2012-06-20 14:26:09 +0000

Imagina por un momento que llevas unos días intentando localizar a un amigo.

Supón que no te contesta los mails, y no responde al teléfono, ni Whatsapp, ni SMS. Vuestros amigos comunes tampoco saben nada de él, y no publica actualizaciones en Twitter ni en Facebook.

Lo normal es que empezaras a preocuparte un poco por si está bien, y conforme pasaran los días tu preocupación por su paradero o estado de salud fuera aumentando.

Sin embargo, cuando un cliente o proveedor no contesta al mail o al teléfono no nos preguntamos cómo estará. Directamente pensamos que es un hijoputa una mala persona que nos está esquivando.
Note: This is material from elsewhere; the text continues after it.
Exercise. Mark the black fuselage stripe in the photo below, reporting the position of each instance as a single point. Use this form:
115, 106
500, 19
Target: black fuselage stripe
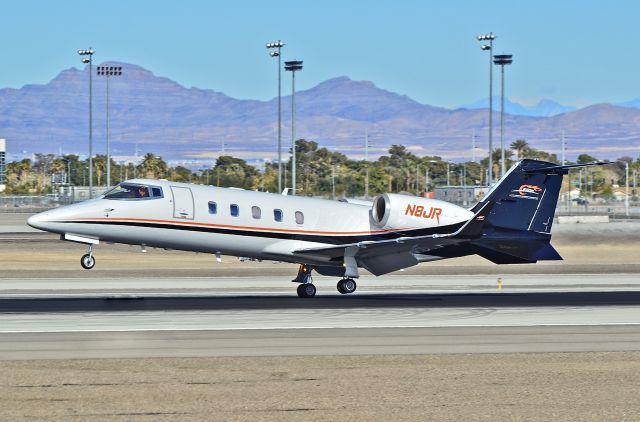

Si vemos un nuevo diseño en una web que no nos convence, el diseñador es un inútil.

Si leemos algo con lo que no estamos de acuerdo, quien lo dice es un cretino.

Si alguien pregunta algo mínimamente ofensivo es porque es un troll buscando pelea.

¿Por qué tenemos la mala costumbre de pensar siempre lo peor en situaciones del ámbito profesional?

Llevo unos días dándole vueltas al tema, y aún sin haber descubierto por qué esto es así he decidido dedicar un poco de esfuerzo a pensar bien por defecto, y a ser un poco más crítico con las conclusiones que saco de las cosas que veo, leo o escucho.

Así he descubierto cosas como que menos del 40% de los hogares ingleses tienen contador de agua, que un gestaltingenieur no es lo mismo que un coding designer, que hay quien valora más el humor que la precisión científica, y que te puedes gastar 100.000 euros en un libro.

Y sobre todo, creo que vivo más tranquilo y más feliz.